# Social reasoning about social reasoning

### Chapter 9: Politeness

When using language, speakers aim to get listeners to believe the things that they believe. But sometimes, we don’t want listeners to know exactly how we feel. Imagine your date bakes you a batch of flax seed, sugar-free, gluten-free cookies before your big presentation next week. (What a sweetheart.) You are grateful for them—something to take your mind off impending doom. But then you bite into them, and you wonder if they actually qualify as cookies and not just fragments of seed glued together. Your date asks you what you think. You look up and say “They’re good.”
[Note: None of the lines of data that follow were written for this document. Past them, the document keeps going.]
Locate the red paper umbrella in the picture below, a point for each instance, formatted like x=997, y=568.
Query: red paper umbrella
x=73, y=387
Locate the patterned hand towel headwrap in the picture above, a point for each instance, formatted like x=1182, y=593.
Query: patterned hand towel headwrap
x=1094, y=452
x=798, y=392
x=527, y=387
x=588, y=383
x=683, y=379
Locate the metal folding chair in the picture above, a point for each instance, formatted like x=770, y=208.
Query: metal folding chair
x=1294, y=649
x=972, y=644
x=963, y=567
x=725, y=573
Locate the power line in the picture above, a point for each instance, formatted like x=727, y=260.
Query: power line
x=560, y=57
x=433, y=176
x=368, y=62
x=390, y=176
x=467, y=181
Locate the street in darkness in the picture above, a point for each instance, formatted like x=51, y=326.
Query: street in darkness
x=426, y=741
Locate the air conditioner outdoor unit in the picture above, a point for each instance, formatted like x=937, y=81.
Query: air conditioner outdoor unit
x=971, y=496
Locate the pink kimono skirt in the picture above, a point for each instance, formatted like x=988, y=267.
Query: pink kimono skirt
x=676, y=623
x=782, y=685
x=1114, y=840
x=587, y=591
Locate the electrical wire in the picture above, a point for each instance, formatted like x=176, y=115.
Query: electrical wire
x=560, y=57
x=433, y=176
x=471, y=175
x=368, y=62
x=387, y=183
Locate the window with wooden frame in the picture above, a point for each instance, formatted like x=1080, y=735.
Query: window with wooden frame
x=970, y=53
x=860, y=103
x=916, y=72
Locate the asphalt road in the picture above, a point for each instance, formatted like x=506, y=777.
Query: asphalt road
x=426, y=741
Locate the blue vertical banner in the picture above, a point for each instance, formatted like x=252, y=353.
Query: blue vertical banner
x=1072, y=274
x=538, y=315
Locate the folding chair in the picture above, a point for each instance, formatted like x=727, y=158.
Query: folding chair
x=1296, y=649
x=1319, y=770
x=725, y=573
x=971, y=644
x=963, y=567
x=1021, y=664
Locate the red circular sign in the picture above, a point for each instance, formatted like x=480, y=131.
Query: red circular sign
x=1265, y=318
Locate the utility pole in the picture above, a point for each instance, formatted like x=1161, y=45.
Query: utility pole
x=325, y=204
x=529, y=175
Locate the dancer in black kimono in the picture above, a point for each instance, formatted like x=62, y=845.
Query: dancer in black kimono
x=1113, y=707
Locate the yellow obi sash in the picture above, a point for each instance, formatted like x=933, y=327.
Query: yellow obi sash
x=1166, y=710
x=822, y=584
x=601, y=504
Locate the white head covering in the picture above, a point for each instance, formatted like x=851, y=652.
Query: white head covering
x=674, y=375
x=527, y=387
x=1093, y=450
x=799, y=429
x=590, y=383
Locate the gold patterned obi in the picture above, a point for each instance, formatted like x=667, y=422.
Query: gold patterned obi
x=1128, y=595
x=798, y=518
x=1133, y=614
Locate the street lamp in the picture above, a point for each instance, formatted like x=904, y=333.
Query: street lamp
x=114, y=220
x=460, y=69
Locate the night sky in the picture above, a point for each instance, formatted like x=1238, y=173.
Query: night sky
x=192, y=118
Politeness violates a critical principle of cooperative communication: exchanging information efficiently and accurately. If information transfer were the only currency in communication, a cooperative speaker would find polite utterances undesirable because they are potentially misleading. But polite language use is critical to making sure your date doesn’t charge out of the room before you can qualify what you meant by the more truthful and informative “These cookies are terrible.”
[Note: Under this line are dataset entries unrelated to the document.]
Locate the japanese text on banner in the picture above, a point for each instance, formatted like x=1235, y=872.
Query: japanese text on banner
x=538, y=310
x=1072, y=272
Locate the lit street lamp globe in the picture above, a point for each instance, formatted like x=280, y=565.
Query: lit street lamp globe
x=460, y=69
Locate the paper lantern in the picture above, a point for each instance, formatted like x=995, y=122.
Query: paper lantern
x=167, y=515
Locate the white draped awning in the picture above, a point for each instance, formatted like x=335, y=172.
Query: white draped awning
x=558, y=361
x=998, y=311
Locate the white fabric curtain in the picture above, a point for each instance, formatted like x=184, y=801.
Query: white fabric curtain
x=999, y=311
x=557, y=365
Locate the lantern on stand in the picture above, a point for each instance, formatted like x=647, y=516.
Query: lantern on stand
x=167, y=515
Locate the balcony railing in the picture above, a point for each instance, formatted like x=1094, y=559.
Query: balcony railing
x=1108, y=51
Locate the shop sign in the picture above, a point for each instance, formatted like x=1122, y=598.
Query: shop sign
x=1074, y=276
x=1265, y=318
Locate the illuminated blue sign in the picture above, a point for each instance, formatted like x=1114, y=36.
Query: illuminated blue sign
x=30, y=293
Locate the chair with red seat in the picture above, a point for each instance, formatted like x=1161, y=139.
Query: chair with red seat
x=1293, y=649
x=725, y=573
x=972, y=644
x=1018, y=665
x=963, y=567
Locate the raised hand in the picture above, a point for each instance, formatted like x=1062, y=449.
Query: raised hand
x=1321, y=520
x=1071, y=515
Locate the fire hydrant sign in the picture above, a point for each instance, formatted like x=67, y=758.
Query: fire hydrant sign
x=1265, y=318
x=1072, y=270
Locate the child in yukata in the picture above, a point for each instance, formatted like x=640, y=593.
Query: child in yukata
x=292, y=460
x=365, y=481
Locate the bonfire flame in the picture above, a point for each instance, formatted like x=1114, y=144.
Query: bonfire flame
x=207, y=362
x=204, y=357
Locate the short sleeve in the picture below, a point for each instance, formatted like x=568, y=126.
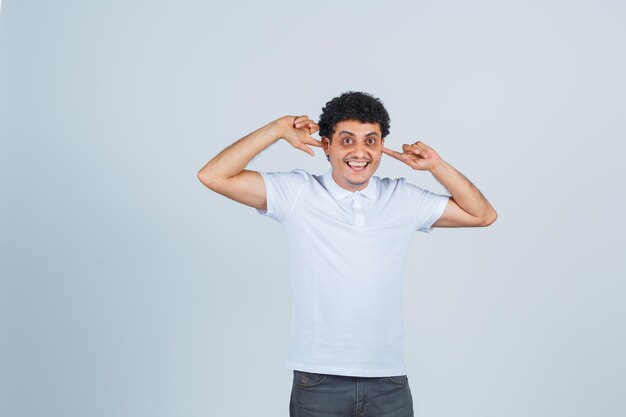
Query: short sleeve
x=428, y=207
x=281, y=191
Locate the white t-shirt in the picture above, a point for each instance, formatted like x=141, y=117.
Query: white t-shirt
x=347, y=252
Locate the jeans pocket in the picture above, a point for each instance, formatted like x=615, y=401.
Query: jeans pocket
x=398, y=379
x=308, y=379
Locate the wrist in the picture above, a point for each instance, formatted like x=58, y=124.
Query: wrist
x=438, y=167
x=279, y=127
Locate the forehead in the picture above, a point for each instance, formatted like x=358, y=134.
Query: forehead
x=357, y=128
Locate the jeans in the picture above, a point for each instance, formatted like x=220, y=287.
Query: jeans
x=323, y=395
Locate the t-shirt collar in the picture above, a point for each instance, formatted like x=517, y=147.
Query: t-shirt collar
x=339, y=193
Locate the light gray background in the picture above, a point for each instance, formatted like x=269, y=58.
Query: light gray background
x=129, y=289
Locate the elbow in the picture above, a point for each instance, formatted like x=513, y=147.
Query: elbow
x=205, y=179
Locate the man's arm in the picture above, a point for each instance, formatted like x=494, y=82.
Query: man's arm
x=467, y=206
x=225, y=173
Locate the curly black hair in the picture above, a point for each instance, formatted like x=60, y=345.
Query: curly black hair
x=353, y=105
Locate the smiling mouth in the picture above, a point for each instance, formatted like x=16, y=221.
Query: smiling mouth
x=357, y=166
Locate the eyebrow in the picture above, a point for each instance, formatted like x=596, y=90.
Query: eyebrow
x=350, y=133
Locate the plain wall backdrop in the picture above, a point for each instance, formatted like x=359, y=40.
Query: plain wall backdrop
x=129, y=289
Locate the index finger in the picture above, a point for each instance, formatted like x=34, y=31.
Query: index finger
x=399, y=156
x=314, y=142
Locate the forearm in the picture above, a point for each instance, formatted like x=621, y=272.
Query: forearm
x=232, y=160
x=464, y=193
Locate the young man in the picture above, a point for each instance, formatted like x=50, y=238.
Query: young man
x=348, y=234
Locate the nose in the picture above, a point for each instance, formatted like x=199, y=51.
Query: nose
x=360, y=150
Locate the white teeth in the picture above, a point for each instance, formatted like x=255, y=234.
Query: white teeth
x=357, y=164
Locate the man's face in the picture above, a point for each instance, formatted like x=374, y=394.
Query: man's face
x=353, y=144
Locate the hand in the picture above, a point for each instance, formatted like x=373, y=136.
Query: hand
x=298, y=130
x=418, y=156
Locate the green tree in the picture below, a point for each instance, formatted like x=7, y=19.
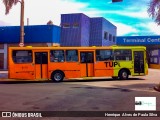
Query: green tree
x=8, y=5
x=154, y=10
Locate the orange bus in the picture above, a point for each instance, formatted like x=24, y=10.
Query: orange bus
x=58, y=63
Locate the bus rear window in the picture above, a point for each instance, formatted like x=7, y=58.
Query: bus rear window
x=22, y=56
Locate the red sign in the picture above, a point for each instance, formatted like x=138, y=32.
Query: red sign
x=21, y=44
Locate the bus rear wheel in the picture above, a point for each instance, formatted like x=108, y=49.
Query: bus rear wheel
x=123, y=75
x=57, y=76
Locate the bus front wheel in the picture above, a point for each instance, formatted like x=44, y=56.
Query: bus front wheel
x=123, y=75
x=57, y=76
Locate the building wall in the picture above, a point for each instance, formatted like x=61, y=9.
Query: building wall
x=3, y=56
x=33, y=34
x=39, y=35
x=96, y=32
x=111, y=31
x=85, y=30
x=102, y=32
x=74, y=30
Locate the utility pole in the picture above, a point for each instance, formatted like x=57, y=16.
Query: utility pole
x=22, y=22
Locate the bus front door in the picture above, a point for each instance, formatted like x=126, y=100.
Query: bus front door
x=87, y=64
x=138, y=62
x=41, y=65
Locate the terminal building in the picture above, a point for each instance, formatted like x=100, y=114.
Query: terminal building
x=38, y=35
x=152, y=44
x=76, y=30
x=80, y=30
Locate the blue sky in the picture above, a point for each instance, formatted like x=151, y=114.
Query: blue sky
x=130, y=16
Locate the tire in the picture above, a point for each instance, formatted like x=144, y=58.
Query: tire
x=57, y=76
x=115, y=78
x=123, y=75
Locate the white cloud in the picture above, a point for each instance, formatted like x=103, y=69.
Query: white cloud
x=41, y=11
x=153, y=27
x=123, y=29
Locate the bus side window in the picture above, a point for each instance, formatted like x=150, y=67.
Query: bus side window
x=123, y=54
x=103, y=55
x=71, y=55
x=57, y=56
x=22, y=56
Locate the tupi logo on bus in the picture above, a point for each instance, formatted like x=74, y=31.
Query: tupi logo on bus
x=112, y=64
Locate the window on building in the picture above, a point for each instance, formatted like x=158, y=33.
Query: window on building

Brown and Levinson (1987) recast the notion of a cooperative speaker as one who has both an epistemic goal to correctly update the listener’s knowledge state as well as a social goal to minimize any potential damage to the hearer’s (and the speaker’s own) self-image, which they called face. Yoon, Tessler, et al. (2016) formalize a version of this idea in the RSA framework by introducing a new component to the speaker’s utility function: social utility.

### A new speaker

The usual speaker utility from RSA is a surprisal-based, epistemic utility:

$U_{\text{epistemic}}(u; s) = \log(P_{L_0}(s \mid u))$

Social utility can be defined as the expected subjective utility of the state the listener would infer given the utterance $$u$$:

$U_{\text{social}}(u; s) = \mathbb{E}_{P_{L_0}(s' \mid u)}[V(s')] = \sum_{s'} P_{L_0}(s' \mid u) \ V(s')$

where $$V$$ is a value function that maps states to subjective utility values — this captures the affective consequences for the listener of being in state $$s$$.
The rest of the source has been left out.